Aussi les protagonistes sont-ils convaincus, à l'issue de la période de dix ans, de la nécessité de préserver ces acquis, en repoussant une consultation référendaire sur l'autodétermination susceptible de raviver les antagonismes.

Source : Rapport d'information n° 593 (2010 - 2011) de MM. Christian Cointat et Bernard Frimat, au nom de la commission des lois, Nouvelle-Calédonie : le pari du destin commun - 8 juin 2011

A. UNE STABILITÉ INSTITUTIONNELLE RETROUVÉE

L'actualité politique de la Nouvelle-Calédonie a été marquée en 2011 et 2012 par une forte instabilité gouvernementale qui a nécessité la modification de l'article 121 de la loi organique du 19 mars 1999 par celle n° 2011-870 du 25 juillet 2011 1 ( * ) . Depuis lors, le cycle d'instabilité s'est achevé et le gouvernement devrait se maintenir jusqu'au prochain renouvellement général du congrès lors des élections provinciales de mai 2014.

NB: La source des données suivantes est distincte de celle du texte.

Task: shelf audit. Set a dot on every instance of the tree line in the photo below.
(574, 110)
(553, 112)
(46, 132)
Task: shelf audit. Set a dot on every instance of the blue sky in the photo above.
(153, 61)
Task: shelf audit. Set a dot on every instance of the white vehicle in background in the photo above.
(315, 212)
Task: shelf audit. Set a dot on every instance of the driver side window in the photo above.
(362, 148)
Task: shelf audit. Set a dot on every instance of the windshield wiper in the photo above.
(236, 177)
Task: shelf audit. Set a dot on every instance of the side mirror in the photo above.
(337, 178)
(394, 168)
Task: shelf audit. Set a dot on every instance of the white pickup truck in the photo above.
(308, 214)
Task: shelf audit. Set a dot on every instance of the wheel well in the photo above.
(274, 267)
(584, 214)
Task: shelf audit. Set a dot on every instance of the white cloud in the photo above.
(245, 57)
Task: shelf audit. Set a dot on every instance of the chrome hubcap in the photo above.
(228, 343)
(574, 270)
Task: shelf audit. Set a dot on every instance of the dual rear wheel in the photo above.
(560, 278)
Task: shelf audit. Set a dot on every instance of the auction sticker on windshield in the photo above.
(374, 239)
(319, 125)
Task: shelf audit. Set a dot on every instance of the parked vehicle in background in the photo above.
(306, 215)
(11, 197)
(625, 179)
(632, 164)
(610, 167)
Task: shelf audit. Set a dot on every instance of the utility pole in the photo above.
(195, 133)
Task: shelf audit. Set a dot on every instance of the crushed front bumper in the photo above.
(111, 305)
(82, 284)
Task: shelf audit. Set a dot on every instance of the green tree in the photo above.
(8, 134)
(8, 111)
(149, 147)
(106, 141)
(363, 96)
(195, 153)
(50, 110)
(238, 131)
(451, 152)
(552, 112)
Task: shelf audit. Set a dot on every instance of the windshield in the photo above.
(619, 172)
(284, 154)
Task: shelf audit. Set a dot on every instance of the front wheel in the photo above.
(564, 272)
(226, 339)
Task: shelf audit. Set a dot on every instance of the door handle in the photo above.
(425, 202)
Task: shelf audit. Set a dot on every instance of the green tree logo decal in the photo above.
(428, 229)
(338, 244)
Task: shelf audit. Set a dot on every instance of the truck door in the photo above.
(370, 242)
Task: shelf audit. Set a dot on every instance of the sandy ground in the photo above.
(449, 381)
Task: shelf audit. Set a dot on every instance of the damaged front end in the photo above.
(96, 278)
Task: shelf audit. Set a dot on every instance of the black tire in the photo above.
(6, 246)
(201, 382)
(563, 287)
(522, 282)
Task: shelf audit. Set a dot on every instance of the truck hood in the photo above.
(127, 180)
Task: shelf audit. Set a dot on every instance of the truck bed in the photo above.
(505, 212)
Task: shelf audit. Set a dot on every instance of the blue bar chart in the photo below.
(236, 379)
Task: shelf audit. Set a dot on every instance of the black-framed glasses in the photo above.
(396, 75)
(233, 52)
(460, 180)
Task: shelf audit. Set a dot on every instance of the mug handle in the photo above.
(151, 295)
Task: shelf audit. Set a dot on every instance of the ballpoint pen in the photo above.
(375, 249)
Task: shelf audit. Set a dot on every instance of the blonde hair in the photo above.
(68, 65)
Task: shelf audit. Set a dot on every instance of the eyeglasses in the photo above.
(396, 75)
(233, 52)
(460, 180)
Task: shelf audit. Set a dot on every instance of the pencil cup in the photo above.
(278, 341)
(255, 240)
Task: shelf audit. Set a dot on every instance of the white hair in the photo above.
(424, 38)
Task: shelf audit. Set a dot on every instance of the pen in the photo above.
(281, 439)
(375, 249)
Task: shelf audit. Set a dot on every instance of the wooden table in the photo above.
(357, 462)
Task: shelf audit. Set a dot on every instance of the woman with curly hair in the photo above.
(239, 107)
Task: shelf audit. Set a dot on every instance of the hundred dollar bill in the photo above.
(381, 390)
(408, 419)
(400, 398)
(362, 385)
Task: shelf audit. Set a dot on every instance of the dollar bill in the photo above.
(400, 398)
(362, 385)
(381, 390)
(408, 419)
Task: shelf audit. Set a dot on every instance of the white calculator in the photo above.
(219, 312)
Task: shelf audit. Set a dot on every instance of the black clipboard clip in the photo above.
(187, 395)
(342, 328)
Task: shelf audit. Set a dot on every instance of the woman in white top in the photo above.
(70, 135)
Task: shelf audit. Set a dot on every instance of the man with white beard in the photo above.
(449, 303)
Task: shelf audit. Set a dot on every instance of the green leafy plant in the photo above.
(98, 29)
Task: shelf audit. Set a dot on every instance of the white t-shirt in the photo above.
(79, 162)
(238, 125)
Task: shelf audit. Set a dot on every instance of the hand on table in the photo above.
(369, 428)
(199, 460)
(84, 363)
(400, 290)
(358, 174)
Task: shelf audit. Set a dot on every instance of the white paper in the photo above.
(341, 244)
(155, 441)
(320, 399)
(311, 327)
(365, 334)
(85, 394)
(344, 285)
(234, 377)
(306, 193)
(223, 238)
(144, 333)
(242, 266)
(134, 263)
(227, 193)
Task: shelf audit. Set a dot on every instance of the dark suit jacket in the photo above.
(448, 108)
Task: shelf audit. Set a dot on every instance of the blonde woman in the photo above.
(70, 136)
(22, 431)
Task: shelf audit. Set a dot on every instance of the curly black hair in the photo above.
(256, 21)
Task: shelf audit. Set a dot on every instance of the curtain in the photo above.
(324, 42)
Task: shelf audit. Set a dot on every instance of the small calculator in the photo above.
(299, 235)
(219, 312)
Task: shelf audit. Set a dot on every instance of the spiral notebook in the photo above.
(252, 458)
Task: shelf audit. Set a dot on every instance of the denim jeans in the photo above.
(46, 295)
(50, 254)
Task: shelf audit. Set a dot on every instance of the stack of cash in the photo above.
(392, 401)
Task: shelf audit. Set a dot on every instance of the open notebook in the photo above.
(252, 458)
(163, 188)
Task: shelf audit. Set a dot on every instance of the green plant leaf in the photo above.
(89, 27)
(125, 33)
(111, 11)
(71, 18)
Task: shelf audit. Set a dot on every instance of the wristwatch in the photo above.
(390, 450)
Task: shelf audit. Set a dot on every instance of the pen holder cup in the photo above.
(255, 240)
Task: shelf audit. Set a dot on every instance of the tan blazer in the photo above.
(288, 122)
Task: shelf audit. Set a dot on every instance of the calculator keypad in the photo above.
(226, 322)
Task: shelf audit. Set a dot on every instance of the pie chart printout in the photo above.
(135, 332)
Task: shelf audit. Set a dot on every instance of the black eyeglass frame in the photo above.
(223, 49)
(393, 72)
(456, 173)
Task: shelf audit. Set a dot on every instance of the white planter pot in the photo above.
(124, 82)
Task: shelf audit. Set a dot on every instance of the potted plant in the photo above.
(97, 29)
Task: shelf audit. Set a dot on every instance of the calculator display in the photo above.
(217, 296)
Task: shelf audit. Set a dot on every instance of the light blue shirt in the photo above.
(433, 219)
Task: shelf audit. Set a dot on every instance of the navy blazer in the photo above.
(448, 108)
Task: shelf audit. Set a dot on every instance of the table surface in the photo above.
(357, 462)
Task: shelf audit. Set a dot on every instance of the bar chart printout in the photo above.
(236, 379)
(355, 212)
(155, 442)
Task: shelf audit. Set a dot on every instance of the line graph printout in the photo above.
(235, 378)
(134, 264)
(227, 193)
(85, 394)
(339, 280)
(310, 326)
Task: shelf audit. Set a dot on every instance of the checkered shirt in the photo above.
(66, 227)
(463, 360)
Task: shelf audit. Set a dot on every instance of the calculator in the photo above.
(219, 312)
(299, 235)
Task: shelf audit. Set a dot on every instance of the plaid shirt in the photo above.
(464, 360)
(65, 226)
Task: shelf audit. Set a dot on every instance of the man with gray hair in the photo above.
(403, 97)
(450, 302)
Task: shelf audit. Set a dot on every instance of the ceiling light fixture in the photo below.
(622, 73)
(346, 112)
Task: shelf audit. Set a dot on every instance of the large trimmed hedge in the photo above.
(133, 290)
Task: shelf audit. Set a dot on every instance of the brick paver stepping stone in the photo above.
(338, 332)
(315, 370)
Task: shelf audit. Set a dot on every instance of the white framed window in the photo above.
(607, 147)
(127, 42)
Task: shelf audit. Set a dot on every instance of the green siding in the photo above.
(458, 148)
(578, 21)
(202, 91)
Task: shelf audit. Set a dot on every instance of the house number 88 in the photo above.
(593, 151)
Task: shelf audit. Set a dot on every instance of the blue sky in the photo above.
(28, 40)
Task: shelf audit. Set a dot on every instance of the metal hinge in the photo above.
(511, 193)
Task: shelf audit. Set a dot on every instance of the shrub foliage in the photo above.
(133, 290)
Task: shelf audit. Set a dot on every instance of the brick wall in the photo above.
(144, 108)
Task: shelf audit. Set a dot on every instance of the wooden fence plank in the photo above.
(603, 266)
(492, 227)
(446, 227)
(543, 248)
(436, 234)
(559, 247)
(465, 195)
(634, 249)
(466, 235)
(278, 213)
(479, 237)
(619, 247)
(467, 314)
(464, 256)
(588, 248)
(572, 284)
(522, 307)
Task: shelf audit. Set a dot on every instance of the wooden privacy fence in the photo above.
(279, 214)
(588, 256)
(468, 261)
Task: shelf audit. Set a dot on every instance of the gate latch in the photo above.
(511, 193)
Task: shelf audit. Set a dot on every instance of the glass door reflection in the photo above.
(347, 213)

Le fonctionnement du gouvernement de la Nouvelle-Calédonie, émanation des différentes formations politiques siégeant au sein du congrès de la Nouvelle-Calédonie, est sous-tendu par la logique de la collégialité et du consensus, fidèle en cela à l'esprit de l'Accord de Nouméa.

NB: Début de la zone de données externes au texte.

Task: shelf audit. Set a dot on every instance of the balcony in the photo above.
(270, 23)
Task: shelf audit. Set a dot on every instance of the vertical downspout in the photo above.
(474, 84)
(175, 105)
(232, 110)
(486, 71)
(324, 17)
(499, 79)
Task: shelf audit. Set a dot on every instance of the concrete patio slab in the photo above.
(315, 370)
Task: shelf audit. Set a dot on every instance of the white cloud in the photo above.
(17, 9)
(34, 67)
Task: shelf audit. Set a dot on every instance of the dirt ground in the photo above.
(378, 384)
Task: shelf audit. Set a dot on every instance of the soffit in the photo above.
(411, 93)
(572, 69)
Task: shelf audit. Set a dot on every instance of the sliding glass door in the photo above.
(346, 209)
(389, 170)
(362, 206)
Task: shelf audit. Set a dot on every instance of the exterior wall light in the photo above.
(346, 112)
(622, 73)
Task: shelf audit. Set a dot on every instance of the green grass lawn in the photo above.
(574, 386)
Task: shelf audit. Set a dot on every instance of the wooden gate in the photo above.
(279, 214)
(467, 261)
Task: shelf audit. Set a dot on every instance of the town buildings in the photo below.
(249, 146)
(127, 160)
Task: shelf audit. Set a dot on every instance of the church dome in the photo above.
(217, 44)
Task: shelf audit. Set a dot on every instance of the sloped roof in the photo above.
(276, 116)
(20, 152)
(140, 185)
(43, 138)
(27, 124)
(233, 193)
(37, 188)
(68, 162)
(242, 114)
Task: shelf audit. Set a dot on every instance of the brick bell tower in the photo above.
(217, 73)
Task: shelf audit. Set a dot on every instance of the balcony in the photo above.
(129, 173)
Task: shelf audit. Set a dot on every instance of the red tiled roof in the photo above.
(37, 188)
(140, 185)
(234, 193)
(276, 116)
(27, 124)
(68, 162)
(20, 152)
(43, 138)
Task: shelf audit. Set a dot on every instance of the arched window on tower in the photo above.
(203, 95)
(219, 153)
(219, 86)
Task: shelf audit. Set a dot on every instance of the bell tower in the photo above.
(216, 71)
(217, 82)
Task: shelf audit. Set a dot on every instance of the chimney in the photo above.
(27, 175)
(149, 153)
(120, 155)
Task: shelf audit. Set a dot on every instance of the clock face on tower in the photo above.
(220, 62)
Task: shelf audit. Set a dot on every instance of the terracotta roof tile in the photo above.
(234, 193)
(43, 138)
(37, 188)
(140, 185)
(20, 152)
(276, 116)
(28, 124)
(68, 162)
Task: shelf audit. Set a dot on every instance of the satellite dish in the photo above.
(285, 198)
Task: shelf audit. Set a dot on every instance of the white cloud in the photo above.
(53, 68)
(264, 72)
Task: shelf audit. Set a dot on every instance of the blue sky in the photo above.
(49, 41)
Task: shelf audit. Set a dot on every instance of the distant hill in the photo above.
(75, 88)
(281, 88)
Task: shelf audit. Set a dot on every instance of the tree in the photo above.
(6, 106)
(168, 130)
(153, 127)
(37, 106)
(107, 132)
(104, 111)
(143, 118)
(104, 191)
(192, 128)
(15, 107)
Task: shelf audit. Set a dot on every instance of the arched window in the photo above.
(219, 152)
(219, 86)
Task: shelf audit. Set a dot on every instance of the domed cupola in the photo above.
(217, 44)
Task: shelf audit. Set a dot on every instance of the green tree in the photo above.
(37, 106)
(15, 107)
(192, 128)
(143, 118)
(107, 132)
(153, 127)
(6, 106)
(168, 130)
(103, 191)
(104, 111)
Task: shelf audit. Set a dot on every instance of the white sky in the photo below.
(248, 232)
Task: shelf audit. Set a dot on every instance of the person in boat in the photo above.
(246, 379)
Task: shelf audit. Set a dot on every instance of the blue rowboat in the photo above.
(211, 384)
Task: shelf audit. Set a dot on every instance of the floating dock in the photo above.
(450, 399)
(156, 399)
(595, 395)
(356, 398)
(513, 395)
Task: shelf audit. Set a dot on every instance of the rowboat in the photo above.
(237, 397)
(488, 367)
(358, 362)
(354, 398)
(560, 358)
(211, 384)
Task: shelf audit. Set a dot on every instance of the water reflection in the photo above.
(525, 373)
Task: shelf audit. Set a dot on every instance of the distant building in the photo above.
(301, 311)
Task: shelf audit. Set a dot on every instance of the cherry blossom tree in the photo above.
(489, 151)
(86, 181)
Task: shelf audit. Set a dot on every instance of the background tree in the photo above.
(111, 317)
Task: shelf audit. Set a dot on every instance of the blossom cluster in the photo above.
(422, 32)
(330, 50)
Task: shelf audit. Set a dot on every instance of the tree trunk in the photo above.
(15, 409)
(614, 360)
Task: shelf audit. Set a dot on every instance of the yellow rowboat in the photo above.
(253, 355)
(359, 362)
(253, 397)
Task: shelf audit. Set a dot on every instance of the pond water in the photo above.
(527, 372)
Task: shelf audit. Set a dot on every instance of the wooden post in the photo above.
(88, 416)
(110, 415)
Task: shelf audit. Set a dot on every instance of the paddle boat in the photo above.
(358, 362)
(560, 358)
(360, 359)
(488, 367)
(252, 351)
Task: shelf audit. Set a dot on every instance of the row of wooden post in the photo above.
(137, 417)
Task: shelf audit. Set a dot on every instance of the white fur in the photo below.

L'affaire des « deux drapeaux » a conduit à la chute du précédent gouvernement présidé par M. Philippe Gomès depuis 2009. En janvier 2011, des élus de l'Union calédonienne ont ainsi reproché à M. Gomès d'être opposé au choix, initié par M. Pierre Frogier, des deux drapeaux, tricolore et kanak, comme emblème de la Nouvelle-Calédonie.

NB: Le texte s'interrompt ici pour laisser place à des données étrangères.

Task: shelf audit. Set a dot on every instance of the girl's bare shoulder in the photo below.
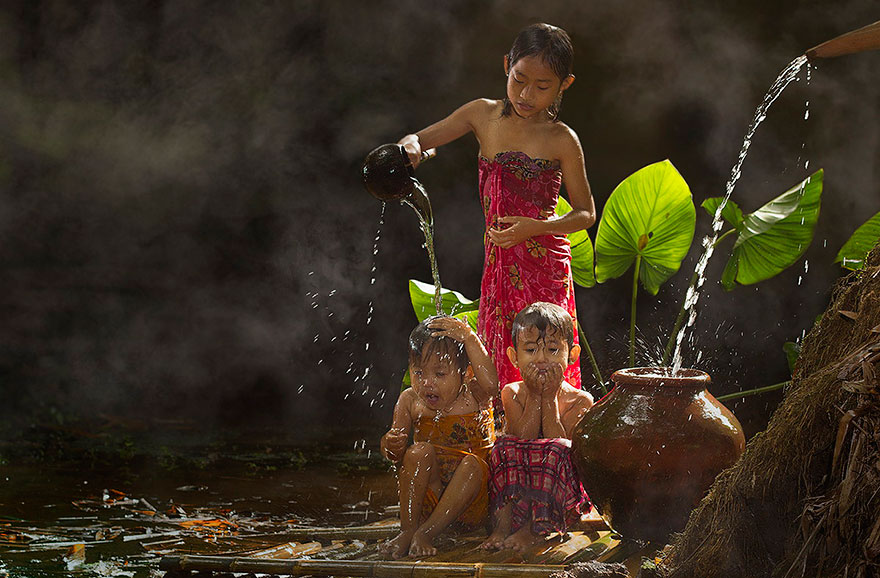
(482, 110)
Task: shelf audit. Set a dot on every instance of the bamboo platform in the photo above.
(353, 551)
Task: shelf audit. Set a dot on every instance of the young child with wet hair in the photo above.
(444, 473)
(533, 486)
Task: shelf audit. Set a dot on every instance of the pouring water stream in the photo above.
(788, 74)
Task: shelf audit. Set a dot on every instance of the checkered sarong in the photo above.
(539, 478)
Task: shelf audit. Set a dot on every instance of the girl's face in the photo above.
(436, 380)
(532, 86)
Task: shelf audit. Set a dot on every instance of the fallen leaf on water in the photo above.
(75, 556)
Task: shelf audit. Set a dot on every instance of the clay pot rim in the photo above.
(656, 376)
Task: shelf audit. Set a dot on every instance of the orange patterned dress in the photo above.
(514, 184)
(454, 437)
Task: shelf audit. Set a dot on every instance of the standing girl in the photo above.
(525, 155)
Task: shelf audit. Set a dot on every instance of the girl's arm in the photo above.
(456, 125)
(583, 213)
(484, 370)
(393, 443)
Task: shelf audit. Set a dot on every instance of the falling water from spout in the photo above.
(788, 74)
(422, 207)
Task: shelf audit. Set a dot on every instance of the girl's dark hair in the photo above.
(554, 47)
(423, 343)
(543, 317)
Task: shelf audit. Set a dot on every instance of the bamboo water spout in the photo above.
(865, 38)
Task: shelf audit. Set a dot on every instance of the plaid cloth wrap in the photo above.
(539, 478)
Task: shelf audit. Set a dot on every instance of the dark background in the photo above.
(184, 235)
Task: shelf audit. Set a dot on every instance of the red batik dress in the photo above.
(539, 269)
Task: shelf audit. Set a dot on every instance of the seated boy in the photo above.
(534, 487)
(444, 473)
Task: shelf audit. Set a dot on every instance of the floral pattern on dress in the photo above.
(514, 184)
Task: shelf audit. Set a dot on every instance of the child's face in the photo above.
(436, 380)
(542, 352)
(532, 86)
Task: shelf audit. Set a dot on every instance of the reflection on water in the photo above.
(62, 520)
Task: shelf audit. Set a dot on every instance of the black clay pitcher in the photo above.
(388, 175)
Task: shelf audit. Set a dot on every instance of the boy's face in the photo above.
(541, 358)
(436, 380)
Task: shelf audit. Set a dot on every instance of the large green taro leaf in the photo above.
(853, 253)
(775, 236)
(650, 214)
(581, 251)
(422, 296)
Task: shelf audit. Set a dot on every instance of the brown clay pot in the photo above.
(649, 450)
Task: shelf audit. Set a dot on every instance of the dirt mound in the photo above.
(804, 499)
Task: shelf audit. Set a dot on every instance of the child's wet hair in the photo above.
(552, 44)
(543, 317)
(423, 343)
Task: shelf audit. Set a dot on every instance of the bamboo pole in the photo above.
(350, 533)
(865, 38)
(356, 568)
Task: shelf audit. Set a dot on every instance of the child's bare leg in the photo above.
(524, 538)
(461, 491)
(417, 473)
(501, 531)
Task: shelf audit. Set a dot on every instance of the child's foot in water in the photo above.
(421, 546)
(397, 547)
(522, 539)
(501, 532)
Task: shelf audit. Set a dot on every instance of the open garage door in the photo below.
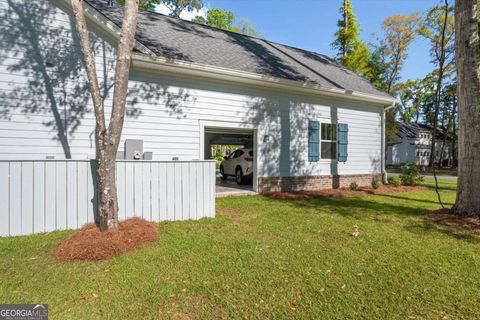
(234, 150)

Les gouvernements successifs du printemps 2011 ont été bloqués dans leur fonctionnement par la démission systématique des membres du gouvernement issus de la formation politique de M. Gomès, Calédonie Ensemble. Face à cette situation, à la suite d'une résolution adoptée le 1 er avril 2011 par le congrès de la Nouvelle-Calédonie, le législateur organique a modifié l'article 121 de la loi organique pour empêcher les démissions à répétition en prévoyant que si les membres d'un groupe politique ont démissionné en bloc, provoquant la démission du gouvernement, ce mécanisme ne peut plus jouer dans un délai de dix-huit mois. L'actuel gouvernement, élu le 10 juin 2011 et présidé par Harold Martin, est toujours en fonction.


* 1 Il est désormais prévu que dans le délai de 18 mois suivant une démission collective de membres du gouvernement, la démission collective de membres du gouvernement qui ne pourraient pas être remplacés par les suivants sur la liste n'entraîne pas la démission d'office de l'ensemble du gouvernement, sachant qu'au cours de ce délai de carence, le groupe démissionnaire peut néanmoins réintégrer le gouvernement, dans la limite des sièges à pourvoir, en présentant une liste de candidats.